Most visual learners prefer an active learning style. This is because they absorb information by connecting the dots and reifying the abstract concepts they learn. This same learner may prefer social learning groups and physical interactions with the material.
On the other hand, passive learners tend to prefer an auditory intake of information, through lecture and logical presentations. These students may prefer isolated testing methods, such as quizzes and flashcards, that check what they have learned.
Because one class is likely to comprise students who have different learning styles and preferences, it helps to switch up your presentation of the material and the testing methods you employ.

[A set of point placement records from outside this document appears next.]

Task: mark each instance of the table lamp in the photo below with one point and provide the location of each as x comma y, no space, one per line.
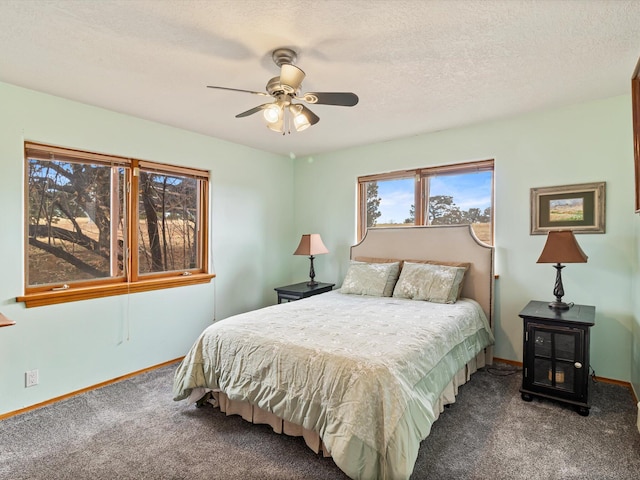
311,244
561,247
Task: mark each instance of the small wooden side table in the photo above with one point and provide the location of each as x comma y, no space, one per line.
297,291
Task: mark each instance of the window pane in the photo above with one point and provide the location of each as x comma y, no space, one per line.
169,223
75,221
463,198
391,203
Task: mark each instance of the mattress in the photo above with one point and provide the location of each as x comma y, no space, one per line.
366,373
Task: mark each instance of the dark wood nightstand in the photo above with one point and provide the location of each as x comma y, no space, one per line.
556,353
301,290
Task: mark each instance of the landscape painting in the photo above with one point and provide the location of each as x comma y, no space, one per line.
566,210
569,207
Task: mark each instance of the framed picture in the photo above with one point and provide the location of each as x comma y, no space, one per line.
569,207
635,108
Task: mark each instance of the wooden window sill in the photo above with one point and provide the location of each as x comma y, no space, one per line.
84,293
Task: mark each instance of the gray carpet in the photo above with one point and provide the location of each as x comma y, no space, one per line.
133,430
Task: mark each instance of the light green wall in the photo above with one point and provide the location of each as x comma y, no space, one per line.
75,345
635,348
589,142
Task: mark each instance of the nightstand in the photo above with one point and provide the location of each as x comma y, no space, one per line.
301,290
556,353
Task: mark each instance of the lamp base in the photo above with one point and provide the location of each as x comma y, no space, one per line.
560,305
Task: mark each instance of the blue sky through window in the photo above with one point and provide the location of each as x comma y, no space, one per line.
469,190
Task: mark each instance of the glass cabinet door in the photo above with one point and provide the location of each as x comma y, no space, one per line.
555,354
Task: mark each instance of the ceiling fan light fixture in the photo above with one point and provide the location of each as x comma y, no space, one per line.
272,113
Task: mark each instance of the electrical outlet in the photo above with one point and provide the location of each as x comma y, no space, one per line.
31,378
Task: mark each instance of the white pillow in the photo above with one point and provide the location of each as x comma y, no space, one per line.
374,279
434,283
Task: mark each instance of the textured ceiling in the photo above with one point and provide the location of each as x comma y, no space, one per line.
417,66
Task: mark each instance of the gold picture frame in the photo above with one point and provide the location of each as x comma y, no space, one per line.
580,208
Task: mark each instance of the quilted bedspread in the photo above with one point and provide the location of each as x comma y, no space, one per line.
364,372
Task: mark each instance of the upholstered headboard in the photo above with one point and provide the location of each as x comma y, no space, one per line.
447,243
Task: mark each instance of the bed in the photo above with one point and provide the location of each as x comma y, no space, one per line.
361,372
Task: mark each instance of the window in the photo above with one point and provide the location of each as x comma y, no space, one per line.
447,195
99,225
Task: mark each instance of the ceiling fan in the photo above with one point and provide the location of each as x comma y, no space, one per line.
283,112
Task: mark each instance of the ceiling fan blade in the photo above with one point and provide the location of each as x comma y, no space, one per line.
312,117
291,78
239,90
253,110
343,99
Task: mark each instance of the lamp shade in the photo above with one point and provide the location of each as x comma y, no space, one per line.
562,247
311,244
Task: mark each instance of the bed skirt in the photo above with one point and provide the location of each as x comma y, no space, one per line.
257,415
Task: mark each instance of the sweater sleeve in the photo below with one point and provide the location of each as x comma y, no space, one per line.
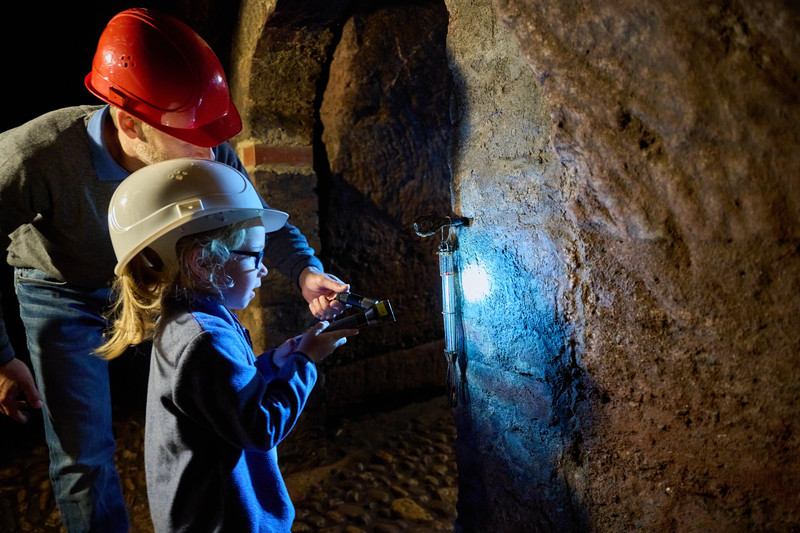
217,385
287,249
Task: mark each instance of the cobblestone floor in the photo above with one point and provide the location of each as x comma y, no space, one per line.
388,472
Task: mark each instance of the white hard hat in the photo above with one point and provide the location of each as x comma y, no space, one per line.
160,203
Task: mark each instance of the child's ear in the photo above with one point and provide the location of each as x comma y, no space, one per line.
196,264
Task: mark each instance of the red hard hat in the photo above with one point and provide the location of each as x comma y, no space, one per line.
159,70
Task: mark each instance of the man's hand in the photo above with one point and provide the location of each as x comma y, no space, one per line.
16,377
318,289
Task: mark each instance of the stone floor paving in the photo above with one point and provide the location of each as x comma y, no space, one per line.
388,472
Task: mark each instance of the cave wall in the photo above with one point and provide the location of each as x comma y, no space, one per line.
630,339
345,107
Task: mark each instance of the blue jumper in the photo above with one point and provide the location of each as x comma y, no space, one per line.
215,413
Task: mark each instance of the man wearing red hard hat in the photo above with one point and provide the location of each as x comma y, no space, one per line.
166,97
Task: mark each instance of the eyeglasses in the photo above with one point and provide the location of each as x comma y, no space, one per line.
258,255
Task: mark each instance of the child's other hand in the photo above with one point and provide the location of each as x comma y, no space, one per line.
319,344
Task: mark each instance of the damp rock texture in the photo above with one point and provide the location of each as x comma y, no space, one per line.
630,276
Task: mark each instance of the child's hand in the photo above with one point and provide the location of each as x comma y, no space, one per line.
319,344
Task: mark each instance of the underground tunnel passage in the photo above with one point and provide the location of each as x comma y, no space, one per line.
626,289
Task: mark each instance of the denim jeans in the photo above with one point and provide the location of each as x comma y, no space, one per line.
64,324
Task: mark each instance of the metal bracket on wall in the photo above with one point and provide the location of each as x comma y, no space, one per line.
425,227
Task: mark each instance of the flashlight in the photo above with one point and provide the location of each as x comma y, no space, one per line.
376,312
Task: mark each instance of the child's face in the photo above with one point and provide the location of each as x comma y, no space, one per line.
245,271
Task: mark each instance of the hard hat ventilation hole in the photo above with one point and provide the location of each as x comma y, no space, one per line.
126,61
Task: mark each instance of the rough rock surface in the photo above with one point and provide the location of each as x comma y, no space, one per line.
643,231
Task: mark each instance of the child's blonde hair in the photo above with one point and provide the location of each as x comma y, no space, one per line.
143,285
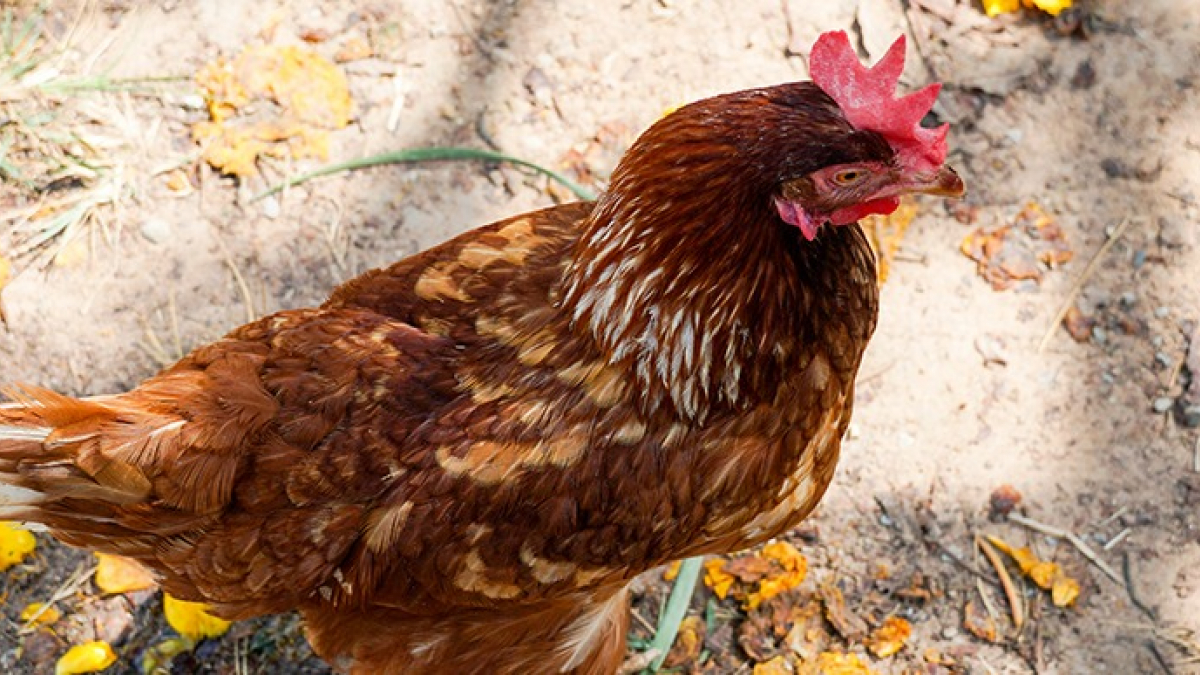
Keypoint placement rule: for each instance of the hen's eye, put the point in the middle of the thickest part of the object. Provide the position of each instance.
(849, 177)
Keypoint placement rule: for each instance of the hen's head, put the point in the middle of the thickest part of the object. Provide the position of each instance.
(828, 151)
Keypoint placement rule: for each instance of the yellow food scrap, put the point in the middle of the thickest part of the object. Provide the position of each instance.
(777, 665)
(310, 96)
(834, 663)
(889, 638)
(1048, 575)
(886, 232)
(191, 620)
(717, 579)
(119, 574)
(672, 571)
(16, 543)
(1053, 7)
(35, 615)
(795, 569)
(88, 657)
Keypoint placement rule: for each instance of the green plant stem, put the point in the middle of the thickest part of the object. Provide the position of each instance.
(677, 608)
(427, 155)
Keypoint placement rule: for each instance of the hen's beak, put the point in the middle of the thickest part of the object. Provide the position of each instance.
(943, 184)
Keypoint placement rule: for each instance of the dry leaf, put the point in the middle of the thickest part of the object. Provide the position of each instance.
(191, 620)
(849, 625)
(717, 579)
(119, 574)
(1018, 251)
(889, 638)
(688, 643)
(886, 232)
(45, 619)
(979, 623)
(88, 657)
(16, 543)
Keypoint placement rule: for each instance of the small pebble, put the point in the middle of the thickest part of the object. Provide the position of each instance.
(271, 208)
(192, 102)
(155, 230)
(1191, 417)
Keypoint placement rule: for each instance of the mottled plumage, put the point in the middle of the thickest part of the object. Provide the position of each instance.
(457, 463)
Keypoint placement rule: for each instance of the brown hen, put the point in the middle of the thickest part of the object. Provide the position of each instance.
(459, 463)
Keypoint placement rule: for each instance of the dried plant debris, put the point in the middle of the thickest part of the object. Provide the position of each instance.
(1048, 575)
(1020, 251)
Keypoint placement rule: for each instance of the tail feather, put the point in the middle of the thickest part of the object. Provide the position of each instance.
(51, 449)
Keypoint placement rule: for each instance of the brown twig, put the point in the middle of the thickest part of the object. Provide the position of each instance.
(1006, 581)
(1071, 537)
(69, 586)
(1079, 284)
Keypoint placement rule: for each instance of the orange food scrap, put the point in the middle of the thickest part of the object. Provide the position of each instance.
(717, 578)
(1018, 251)
(834, 663)
(1048, 575)
(88, 657)
(886, 232)
(889, 638)
(309, 93)
(793, 569)
(36, 615)
(118, 574)
(777, 665)
(688, 643)
(16, 543)
(1053, 7)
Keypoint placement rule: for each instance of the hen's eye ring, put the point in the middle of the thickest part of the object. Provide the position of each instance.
(849, 177)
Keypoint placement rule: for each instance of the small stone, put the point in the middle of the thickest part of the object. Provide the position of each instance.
(1173, 233)
(155, 230)
(192, 102)
(1191, 417)
(271, 208)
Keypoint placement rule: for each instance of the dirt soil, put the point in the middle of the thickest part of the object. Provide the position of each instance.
(1091, 115)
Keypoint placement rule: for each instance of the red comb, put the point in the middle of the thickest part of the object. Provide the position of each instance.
(867, 97)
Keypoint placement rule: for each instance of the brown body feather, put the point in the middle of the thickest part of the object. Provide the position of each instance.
(457, 463)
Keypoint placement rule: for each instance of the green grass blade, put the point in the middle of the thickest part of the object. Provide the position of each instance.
(429, 155)
(677, 608)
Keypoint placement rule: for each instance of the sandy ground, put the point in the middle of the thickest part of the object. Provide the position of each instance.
(958, 395)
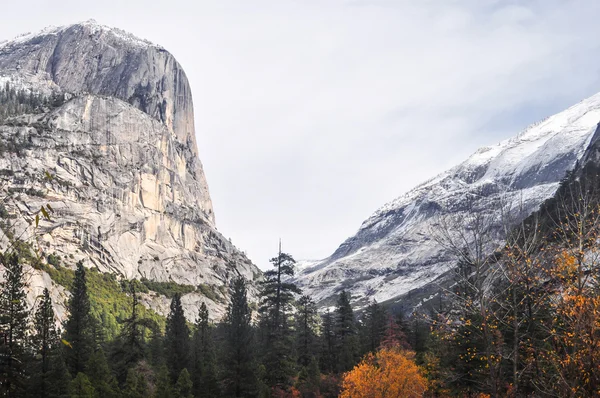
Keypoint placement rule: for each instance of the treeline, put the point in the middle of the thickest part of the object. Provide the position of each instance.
(284, 349)
(524, 322)
(19, 101)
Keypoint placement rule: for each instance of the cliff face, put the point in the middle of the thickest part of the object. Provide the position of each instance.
(89, 58)
(129, 192)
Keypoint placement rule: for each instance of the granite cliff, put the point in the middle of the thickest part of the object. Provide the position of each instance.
(116, 134)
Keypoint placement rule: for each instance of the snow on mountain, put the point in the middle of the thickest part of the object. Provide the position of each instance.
(393, 252)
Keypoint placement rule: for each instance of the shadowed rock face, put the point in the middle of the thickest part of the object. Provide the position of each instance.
(129, 191)
(95, 59)
(90, 58)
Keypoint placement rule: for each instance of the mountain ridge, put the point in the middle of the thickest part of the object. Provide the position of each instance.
(115, 127)
(393, 253)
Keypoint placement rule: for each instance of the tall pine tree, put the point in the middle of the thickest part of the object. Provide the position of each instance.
(78, 330)
(239, 377)
(44, 345)
(345, 332)
(13, 327)
(306, 327)
(277, 298)
(373, 327)
(177, 340)
(205, 377)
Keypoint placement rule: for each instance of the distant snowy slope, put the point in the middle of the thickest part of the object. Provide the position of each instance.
(392, 253)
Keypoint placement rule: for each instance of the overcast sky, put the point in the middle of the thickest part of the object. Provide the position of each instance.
(312, 114)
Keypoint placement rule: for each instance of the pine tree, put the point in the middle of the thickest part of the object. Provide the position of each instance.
(345, 332)
(328, 344)
(239, 378)
(100, 375)
(130, 390)
(163, 384)
(13, 326)
(78, 332)
(81, 387)
(44, 344)
(374, 327)
(59, 374)
(183, 387)
(130, 346)
(177, 339)
(306, 324)
(205, 378)
(277, 297)
(156, 349)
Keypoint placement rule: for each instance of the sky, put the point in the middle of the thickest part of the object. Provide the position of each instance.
(311, 114)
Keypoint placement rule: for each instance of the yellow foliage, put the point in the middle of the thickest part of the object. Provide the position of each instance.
(391, 372)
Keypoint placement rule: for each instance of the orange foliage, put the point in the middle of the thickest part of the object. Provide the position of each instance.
(391, 372)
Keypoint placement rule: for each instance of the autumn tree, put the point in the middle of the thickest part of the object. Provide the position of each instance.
(389, 373)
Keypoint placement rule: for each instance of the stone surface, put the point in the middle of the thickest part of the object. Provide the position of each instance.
(128, 189)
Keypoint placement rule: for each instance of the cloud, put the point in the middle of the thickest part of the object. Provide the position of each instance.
(312, 114)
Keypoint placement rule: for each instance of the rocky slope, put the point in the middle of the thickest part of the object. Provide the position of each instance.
(128, 190)
(393, 254)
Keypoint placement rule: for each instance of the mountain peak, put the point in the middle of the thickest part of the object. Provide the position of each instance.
(94, 29)
(393, 252)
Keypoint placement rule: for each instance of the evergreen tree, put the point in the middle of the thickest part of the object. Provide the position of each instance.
(13, 327)
(345, 332)
(205, 378)
(177, 339)
(78, 331)
(130, 390)
(81, 387)
(239, 379)
(183, 387)
(44, 346)
(328, 345)
(100, 375)
(163, 384)
(130, 346)
(156, 348)
(306, 324)
(277, 297)
(373, 328)
(59, 375)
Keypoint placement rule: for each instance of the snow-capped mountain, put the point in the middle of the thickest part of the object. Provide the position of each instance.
(114, 125)
(394, 253)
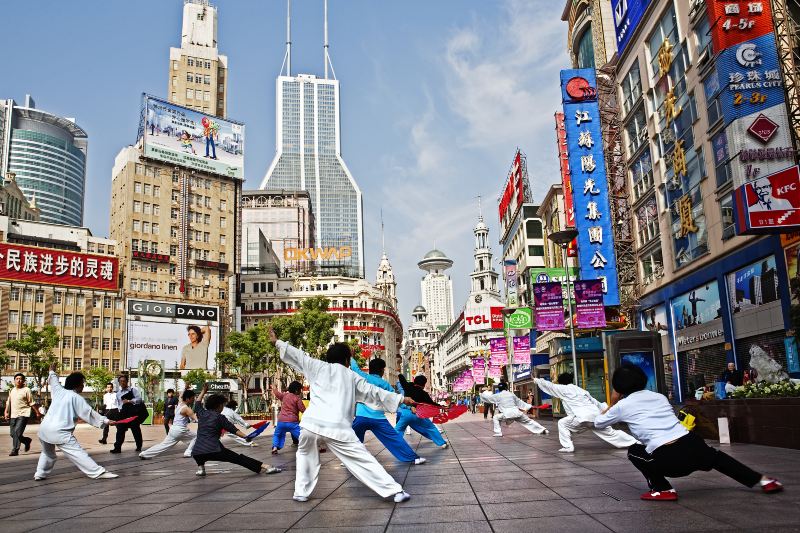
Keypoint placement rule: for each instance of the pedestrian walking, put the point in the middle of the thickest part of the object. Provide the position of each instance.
(508, 406)
(329, 418)
(289, 416)
(56, 430)
(207, 446)
(179, 431)
(371, 417)
(667, 448)
(582, 409)
(19, 408)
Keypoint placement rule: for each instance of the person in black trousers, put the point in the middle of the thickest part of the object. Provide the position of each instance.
(129, 400)
(169, 409)
(207, 447)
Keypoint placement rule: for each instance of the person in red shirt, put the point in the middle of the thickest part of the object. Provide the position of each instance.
(289, 417)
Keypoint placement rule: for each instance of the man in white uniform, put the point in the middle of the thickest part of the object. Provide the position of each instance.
(56, 429)
(508, 411)
(328, 420)
(581, 409)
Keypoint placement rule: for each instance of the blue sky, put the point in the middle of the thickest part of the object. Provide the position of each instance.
(436, 96)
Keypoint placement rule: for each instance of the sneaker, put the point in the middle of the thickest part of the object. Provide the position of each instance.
(772, 486)
(665, 495)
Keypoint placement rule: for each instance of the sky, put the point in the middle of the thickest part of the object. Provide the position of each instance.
(436, 98)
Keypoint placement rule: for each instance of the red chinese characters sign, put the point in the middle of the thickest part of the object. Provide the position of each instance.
(58, 267)
(736, 21)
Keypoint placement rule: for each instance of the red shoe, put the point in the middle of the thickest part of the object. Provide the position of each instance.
(773, 485)
(666, 495)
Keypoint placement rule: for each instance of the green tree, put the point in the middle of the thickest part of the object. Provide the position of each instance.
(248, 354)
(97, 378)
(310, 328)
(37, 345)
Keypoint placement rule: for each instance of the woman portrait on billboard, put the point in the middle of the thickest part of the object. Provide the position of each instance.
(195, 354)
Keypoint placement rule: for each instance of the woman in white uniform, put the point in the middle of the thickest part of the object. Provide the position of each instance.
(58, 426)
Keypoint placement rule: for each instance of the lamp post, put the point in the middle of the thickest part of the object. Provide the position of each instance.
(563, 238)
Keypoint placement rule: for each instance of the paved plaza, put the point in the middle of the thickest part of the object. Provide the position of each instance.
(481, 483)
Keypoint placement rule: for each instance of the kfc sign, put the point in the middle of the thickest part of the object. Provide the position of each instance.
(58, 267)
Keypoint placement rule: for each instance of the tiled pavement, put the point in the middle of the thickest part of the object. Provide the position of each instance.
(517, 483)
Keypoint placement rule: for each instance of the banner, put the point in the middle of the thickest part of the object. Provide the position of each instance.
(522, 350)
(549, 303)
(589, 308)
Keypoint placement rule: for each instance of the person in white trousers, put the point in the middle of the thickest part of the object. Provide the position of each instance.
(328, 420)
(58, 426)
(179, 431)
(508, 411)
(581, 409)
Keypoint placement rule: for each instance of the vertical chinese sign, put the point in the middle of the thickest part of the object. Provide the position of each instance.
(587, 166)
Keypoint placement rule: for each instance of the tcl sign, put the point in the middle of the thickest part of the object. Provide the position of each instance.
(489, 318)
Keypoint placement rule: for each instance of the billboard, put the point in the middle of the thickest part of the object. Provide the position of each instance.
(596, 254)
(172, 343)
(181, 136)
(627, 16)
(58, 267)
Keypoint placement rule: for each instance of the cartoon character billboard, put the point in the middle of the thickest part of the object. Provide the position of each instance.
(185, 137)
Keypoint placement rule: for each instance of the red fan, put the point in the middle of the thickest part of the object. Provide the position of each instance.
(456, 411)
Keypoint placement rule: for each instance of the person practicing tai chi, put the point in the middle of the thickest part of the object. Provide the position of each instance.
(329, 418)
(406, 417)
(207, 447)
(581, 408)
(289, 416)
(67, 406)
(668, 449)
(508, 407)
(179, 431)
(371, 417)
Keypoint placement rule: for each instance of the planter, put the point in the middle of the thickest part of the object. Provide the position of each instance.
(766, 421)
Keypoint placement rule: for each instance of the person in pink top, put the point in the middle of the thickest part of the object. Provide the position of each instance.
(289, 417)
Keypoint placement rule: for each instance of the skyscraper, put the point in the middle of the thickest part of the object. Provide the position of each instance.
(309, 157)
(47, 153)
(198, 74)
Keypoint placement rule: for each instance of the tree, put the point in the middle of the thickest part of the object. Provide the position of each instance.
(37, 345)
(97, 378)
(248, 354)
(310, 328)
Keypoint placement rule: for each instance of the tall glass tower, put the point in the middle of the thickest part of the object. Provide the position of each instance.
(309, 157)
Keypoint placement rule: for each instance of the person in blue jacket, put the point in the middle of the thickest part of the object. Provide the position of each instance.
(373, 418)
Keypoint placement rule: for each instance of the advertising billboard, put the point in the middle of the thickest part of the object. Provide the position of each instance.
(58, 267)
(596, 254)
(627, 16)
(181, 136)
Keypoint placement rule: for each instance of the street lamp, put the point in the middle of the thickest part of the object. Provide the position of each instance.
(563, 238)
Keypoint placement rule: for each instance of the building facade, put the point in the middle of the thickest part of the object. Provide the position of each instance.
(64, 276)
(47, 153)
(198, 73)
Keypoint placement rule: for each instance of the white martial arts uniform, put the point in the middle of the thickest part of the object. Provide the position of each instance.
(508, 410)
(57, 427)
(234, 418)
(178, 432)
(581, 409)
(328, 420)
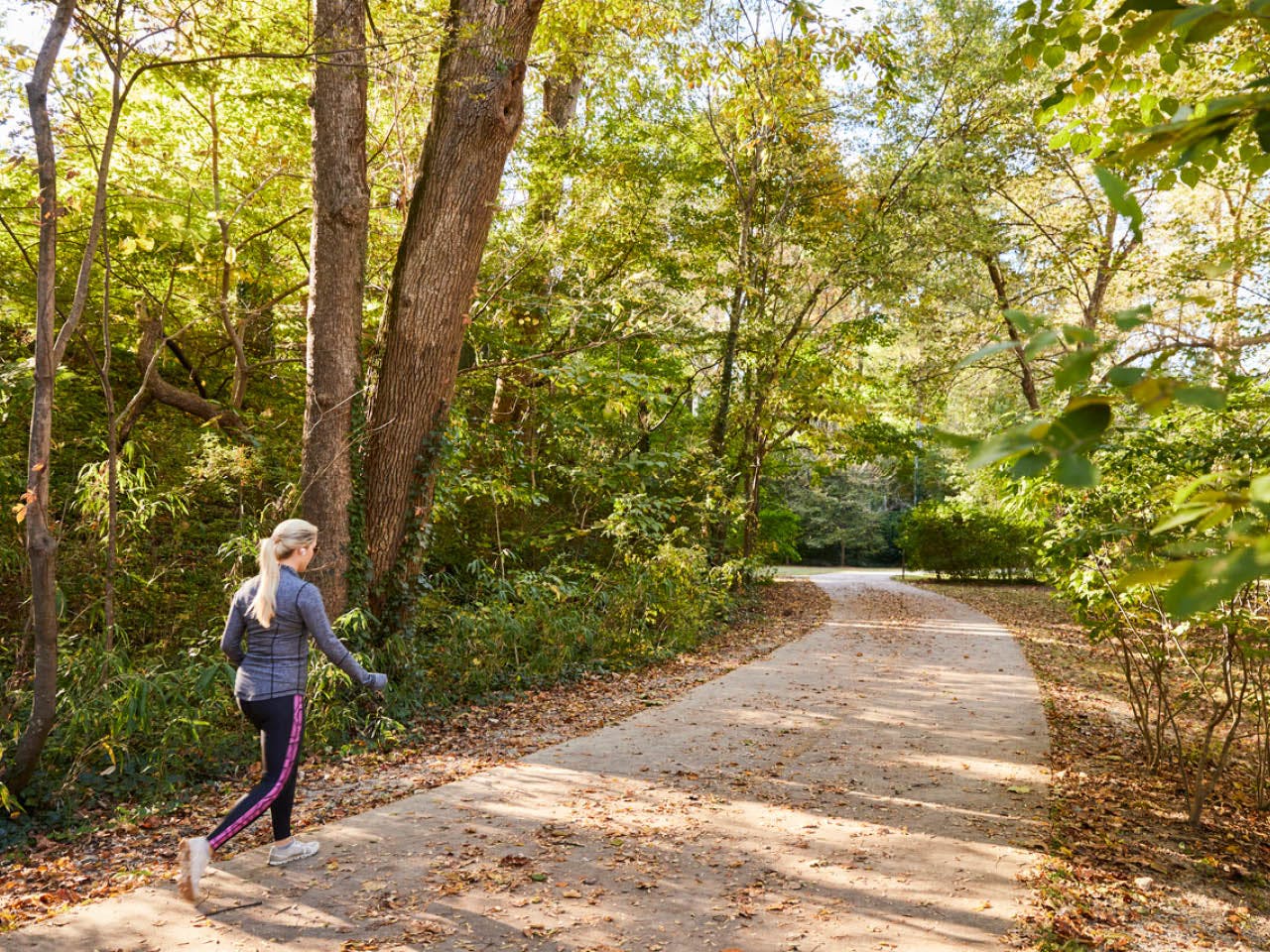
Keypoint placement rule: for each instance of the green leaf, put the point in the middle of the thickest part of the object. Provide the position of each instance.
(1076, 471)
(1086, 420)
(1120, 197)
(993, 348)
(1040, 343)
(1030, 465)
(1261, 127)
(1125, 376)
(1153, 394)
(1075, 368)
(1146, 30)
(1180, 517)
(1206, 27)
(1144, 5)
(1153, 576)
(1021, 320)
(1209, 581)
(1001, 445)
(1076, 334)
(1209, 398)
(1132, 317)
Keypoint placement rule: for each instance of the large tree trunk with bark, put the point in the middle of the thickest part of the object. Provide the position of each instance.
(511, 404)
(335, 285)
(476, 111)
(1025, 375)
(41, 540)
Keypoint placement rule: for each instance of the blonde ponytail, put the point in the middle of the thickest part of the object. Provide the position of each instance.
(287, 537)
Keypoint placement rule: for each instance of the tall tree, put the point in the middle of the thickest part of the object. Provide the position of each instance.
(336, 277)
(476, 111)
(41, 540)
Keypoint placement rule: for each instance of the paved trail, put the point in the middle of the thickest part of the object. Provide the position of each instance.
(873, 785)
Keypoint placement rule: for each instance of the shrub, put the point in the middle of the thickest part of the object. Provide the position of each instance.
(962, 540)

Integrating learning styles
Active learning and passive learning appear to be polar opposites. However, there are ways to combine both styles to highlight the effectiveness of each. Here are some suggestions on how to help your students reap the benefits of both active and passive learning.
- Have students complete assigned readings at home and take active notes on themes, questions, and important quotes. At the start of class, have students self-organize into small groups to share their ideas. Finally, have one person from each group present either a quote or question and explain why they thought it was important.
- After a role play, debate, or game, create a PowerPoint presentation that summarizes key points. This presentation helps highlight key information for synthesis and connects the dots between what occurred during an active learning exercise and the lesson plan.
- After a long lecture, have students individually write down five test question predictions. In small groups, have them put together a mini-assessment with the best questions. After the mini-tests are written, have students swap tests with another group, take the tests, and see how well they score.
Each student is different
Ultimately, neither learning style is better — both active learning and passive learning are valid methods of absorbing information. Each student has a different way of understanding and engaging with new information. That level of engagement can even differ from one subject to another! At the end of the day, variety is the key to developing engaging lesson plans — don’t alienate passive learners, but don’t neglect active learners either.